Joined: Thu Oct 08, 2009 11:51 pm
Posts: 35
Hi guys,
I m sorry to post this. I have been following this hacking section closely. I was away for about a week or 2, n now when i came back, things look completely different. Looks like there is some luck for firmware >1.7.13 ( i have 1.8.07). I read thru many threads and tried several different searches, but still couldnt figure out what/how.
Could anyone please be kind enough to point out if there is something meaningful available?if yes, then please post a link to the thread with instructions on how to do it..

I will very highly appreciate that.


Top
   
 
PostPosted: Wed Dec 23, 2009 7:26 am 
Offline
Archos Expert
Archos Expert

Joined: Mon Jan 14, 2008 9:18 pm
Posts: 194
Quote:
-As of 12-07-09- It is possible to enable a hack dubbed GFT2 in archos firmware 2.1.x as dosumented by maurice: http://www.unofgadgets.com/viewtopic.php?f=44&t=965 (as of now this does nothing to bootloader however, and is reset upon device powering off)


http://wiki.archosfans.com/index.php?ti ... s_605_WiFi

essentially, we have what we have on the 605 1.7.13 a kludgy sort of root exploit, mostly only useful for the purpose of looking for/executing other arbitrary code (although i think someone said they got qtopia going?)


Top
   
 
PostPosted: Wed Dec 23, 2009 4:06 pm 
Offline
Archos Novice
Archos Novice

Joined: Thu Oct 08, 2009 11:51 pm
Posts: 35
i see. So its not like moldy cheese,a llwoing access to plug ins n stuff?


Top
   
 
PostPosted: Wed Dec 23, 2009 9:23 pm 
Offline
Archos Guru
Archos Guru

Joined: Wed Nov 21, 2007 6:41 pm
Posts: 448
The GFT2 root exploit, once set up, is easy enough to use on firmwares up to 2.1.04, just that you require the additional step of browsing the samba share from a pc to activate it.

You can then hack it from an ssh session, even shutting down avos with:

Code:
kill `pidof avos_helper.sh`


this then enables you to run whatever code you want on the device, I have a complete autoconf compliant gcc development environment (so I can build most projects with the standard ./configure, make, make install steps, (saves trouble of setting up an arm cross-compiler)) and handy tools like lsof, vim, netcat, python, perl, a fully enabled busybox etc etc . The compressed image for this is less than 30mb for this so I'll post it soon.
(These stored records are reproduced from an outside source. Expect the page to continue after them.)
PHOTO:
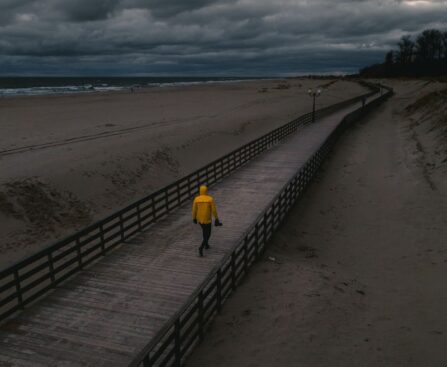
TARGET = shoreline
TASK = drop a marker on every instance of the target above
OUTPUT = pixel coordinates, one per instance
(113, 149)
(360, 262)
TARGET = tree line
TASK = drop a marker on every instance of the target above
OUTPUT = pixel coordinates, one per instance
(423, 55)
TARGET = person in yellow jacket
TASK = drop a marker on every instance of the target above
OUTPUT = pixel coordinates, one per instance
(203, 209)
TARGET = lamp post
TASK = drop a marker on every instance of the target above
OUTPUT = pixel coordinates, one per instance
(314, 94)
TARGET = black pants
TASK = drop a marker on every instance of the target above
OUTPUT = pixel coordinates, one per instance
(206, 230)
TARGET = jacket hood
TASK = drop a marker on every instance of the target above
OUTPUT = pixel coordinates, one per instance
(203, 190)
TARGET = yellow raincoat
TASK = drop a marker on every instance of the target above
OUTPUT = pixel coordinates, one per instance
(203, 207)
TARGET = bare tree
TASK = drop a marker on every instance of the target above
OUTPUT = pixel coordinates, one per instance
(406, 49)
(429, 45)
(389, 58)
(444, 44)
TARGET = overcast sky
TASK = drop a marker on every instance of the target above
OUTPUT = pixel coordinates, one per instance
(205, 37)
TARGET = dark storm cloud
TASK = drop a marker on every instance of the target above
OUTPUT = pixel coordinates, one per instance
(205, 36)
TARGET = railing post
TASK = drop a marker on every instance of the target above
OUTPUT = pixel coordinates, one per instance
(101, 232)
(139, 217)
(121, 227)
(18, 289)
(177, 345)
(167, 200)
(245, 254)
(256, 241)
(51, 269)
(154, 216)
(219, 290)
(200, 317)
(78, 251)
(147, 361)
(233, 271)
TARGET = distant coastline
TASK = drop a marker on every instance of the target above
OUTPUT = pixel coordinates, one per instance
(33, 86)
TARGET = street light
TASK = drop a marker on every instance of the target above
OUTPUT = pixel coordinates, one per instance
(314, 94)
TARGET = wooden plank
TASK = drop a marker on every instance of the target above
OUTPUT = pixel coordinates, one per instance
(109, 312)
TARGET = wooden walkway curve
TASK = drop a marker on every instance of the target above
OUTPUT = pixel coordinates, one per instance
(106, 314)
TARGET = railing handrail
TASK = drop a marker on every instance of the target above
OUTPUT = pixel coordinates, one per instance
(109, 234)
(139, 358)
(161, 190)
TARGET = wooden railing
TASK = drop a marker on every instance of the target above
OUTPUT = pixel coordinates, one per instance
(31, 278)
(186, 328)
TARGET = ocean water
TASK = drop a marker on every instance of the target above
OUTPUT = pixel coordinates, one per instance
(23, 86)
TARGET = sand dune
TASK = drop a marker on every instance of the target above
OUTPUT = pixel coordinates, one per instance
(68, 160)
(356, 275)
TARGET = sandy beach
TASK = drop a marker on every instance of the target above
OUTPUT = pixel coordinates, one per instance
(356, 274)
(69, 160)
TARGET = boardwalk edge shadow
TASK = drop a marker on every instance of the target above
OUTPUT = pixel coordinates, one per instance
(185, 329)
(30, 279)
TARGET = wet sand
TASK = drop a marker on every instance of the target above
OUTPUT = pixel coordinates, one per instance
(69, 160)
(356, 275)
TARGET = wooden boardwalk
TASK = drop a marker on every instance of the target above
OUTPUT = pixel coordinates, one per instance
(106, 314)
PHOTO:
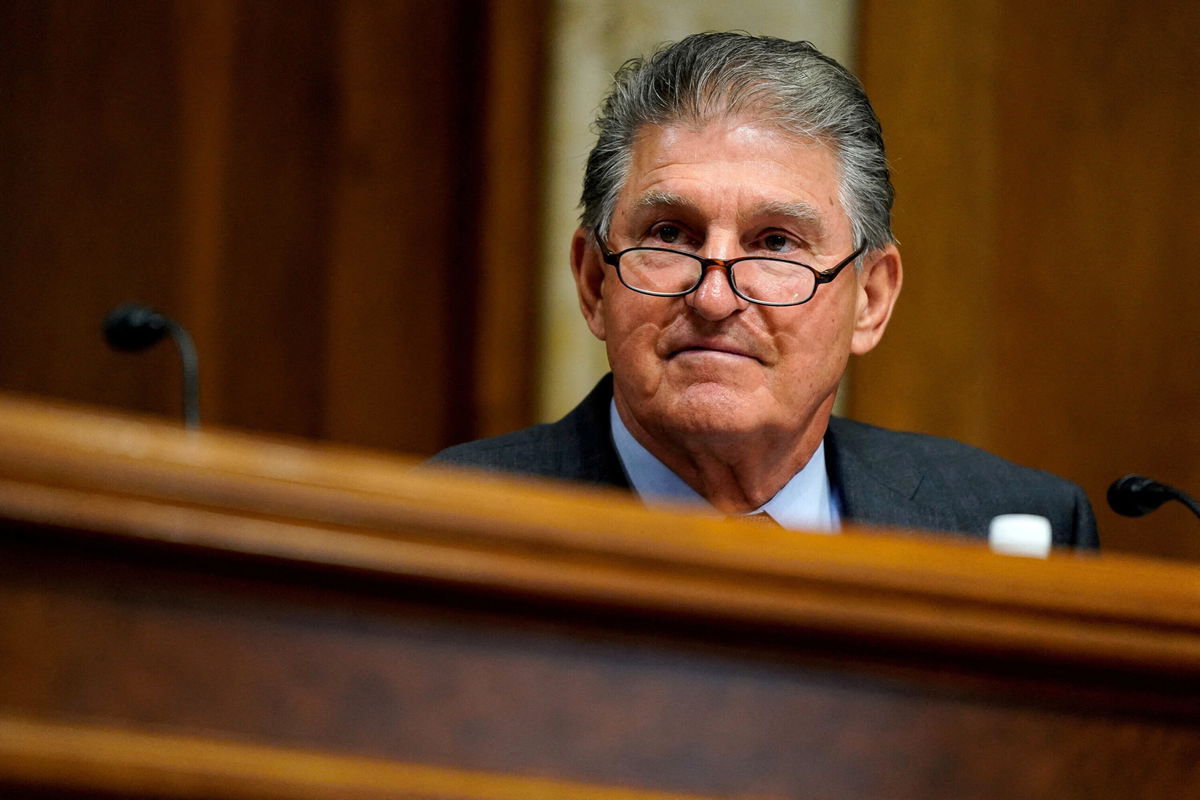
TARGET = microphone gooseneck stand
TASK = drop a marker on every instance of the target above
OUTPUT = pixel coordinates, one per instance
(132, 328)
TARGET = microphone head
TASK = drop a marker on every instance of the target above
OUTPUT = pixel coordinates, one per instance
(133, 328)
(1134, 495)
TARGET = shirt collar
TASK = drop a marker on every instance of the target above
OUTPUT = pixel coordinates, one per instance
(805, 503)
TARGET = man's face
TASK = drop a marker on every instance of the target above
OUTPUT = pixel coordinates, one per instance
(711, 364)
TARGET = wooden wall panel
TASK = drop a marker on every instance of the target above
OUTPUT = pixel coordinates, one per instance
(301, 184)
(1047, 174)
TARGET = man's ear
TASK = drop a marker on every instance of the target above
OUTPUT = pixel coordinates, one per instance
(879, 286)
(587, 265)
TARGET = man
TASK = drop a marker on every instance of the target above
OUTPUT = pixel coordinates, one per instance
(735, 250)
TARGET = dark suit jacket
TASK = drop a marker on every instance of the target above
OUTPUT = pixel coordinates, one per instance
(882, 477)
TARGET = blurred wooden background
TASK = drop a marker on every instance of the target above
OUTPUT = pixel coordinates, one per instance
(340, 200)
(328, 194)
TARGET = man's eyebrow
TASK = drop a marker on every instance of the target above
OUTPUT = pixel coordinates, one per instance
(801, 212)
(664, 200)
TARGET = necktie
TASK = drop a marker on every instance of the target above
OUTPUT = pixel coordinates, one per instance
(761, 518)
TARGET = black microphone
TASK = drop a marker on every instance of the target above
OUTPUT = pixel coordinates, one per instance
(132, 328)
(1134, 495)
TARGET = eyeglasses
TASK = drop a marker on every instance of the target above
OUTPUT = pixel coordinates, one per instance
(664, 272)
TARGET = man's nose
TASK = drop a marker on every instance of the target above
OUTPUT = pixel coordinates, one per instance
(714, 298)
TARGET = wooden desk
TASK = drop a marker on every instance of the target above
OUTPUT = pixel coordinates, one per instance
(223, 615)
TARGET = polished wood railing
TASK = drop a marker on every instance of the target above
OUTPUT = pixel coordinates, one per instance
(227, 615)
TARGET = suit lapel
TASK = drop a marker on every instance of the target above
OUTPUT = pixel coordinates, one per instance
(877, 481)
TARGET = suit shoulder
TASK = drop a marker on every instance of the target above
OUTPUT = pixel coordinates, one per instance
(523, 451)
(876, 444)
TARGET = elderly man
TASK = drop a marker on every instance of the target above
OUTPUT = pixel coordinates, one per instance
(735, 250)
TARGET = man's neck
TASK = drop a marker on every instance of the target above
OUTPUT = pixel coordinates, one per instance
(733, 474)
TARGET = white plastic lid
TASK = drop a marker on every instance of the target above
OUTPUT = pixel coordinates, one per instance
(1020, 534)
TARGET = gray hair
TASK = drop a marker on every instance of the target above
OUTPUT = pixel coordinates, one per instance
(789, 84)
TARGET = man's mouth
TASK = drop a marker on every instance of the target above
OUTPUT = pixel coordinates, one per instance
(712, 348)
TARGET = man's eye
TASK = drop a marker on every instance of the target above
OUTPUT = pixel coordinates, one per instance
(667, 234)
(775, 242)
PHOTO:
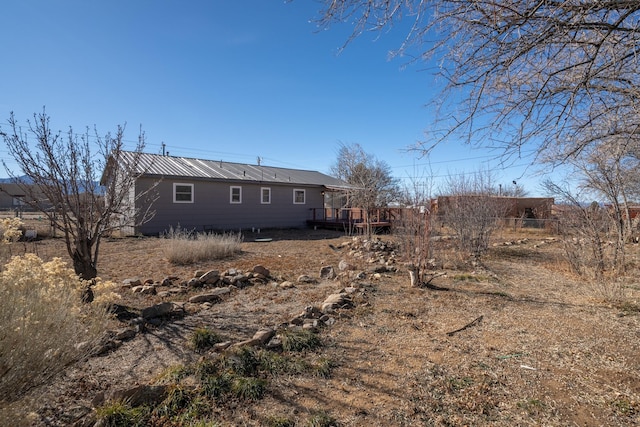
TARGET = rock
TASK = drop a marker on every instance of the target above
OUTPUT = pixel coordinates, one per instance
(262, 271)
(125, 334)
(287, 285)
(202, 298)
(149, 395)
(144, 290)
(161, 310)
(194, 282)
(304, 278)
(210, 277)
(264, 335)
(128, 283)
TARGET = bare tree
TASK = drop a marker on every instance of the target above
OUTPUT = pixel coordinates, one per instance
(373, 186)
(609, 173)
(472, 210)
(413, 229)
(584, 229)
(558, 75)
(60, 177)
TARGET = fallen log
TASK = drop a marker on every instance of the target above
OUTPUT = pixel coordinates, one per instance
(475, 321)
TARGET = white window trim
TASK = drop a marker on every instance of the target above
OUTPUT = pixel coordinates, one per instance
(231, 188)
(268, 202)
(304, 194)
(175, 184)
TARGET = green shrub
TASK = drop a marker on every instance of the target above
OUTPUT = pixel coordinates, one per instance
(43, 324)
(248, 388)
(177, 401)
(276, 421)
(321, 419)
(186, 248)
(299, 340)
(323, 367)
(119, 414)
(203, 339)
(243, 361)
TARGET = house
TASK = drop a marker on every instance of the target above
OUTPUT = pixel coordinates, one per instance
(212, 195)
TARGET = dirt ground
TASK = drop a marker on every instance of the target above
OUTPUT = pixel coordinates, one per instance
(540, 347)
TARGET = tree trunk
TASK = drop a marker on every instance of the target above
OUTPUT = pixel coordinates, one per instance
(83, 263)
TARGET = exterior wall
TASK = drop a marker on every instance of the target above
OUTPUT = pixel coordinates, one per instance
(212, 210)
(8, 201)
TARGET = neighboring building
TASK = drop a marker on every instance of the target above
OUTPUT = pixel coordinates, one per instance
(209, 195)
(512, 207)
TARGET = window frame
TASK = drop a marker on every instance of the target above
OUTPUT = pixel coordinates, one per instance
(191, 192)
(304, 196)
(262, 194)
(231, 199)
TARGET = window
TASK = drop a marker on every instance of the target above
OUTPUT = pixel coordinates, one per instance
(18, 201)
(235, 195)
(182, 193)
(265, 195)
(298, 197)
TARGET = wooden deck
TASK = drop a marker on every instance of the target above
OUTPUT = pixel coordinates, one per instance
(351, 220)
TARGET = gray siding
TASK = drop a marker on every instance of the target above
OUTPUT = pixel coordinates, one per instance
(212, 210)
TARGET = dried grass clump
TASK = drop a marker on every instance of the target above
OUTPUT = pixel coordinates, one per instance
(185, 248)
(42, 322)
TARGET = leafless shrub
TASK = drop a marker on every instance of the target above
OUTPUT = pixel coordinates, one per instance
(589, 248)
(413, 230)
(471, 210)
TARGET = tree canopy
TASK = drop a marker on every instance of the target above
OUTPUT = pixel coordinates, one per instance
(554, 77)
(60, 177)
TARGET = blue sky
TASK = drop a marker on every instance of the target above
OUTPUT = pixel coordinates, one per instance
(230, 80)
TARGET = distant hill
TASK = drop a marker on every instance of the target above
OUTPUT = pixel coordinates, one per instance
(25, 179)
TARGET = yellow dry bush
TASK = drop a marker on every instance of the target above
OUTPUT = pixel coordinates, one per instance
(11, 229)
(43, 324)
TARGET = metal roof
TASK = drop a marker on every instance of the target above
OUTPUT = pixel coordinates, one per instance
(189, 168)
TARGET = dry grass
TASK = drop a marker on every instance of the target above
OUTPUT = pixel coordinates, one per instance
(549, 349)
(185, 248)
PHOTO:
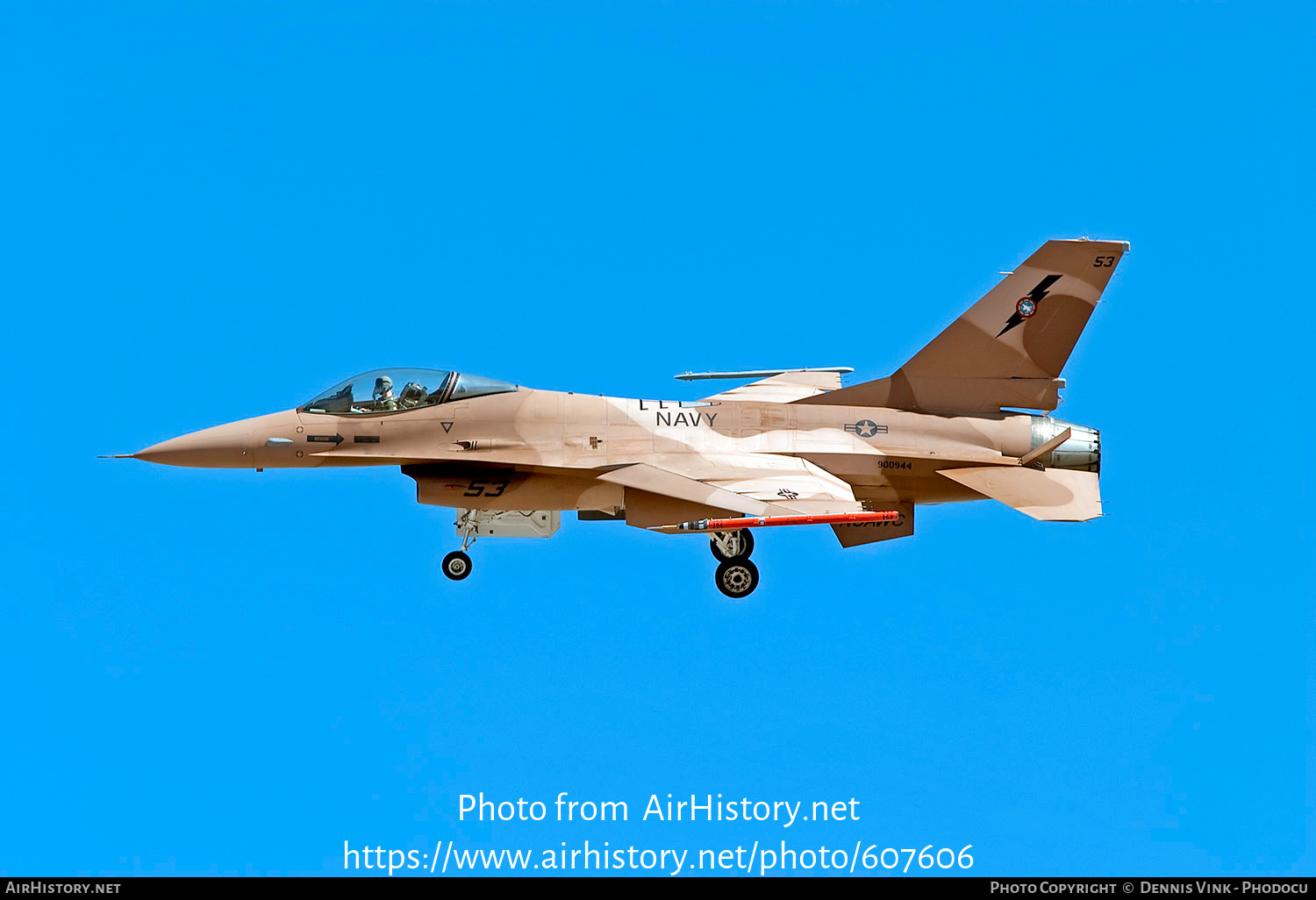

Main problem is no bootloader hack, so GFT2 has to be reapplied on each full power cycle.

I can even relaunch the hacked avos from moldy cheese with all plugins enabled, but wifi is disabled so most of them are useless, and the H264 video one I tested had syncing issues (picture is displayed diagonally). I'm close to working out how to reenable wifi but haven't got it yet. If anyone has an managed to restart wifi after restarting avos this way please post (NB the wifi modules are not unloaded, but two sockets in /tmp disappear (wpa_ctrl*) and avos seems to control creating them). Without restarting avos, I can shutdown wifi and reenable it with wpa_supplicant and udhcpc commands (run 'ps' to see the format used), but it's a pain to test from ssh since once you lose the connection it's hard to debug (you need to launch a process in the background to log error messages and system status)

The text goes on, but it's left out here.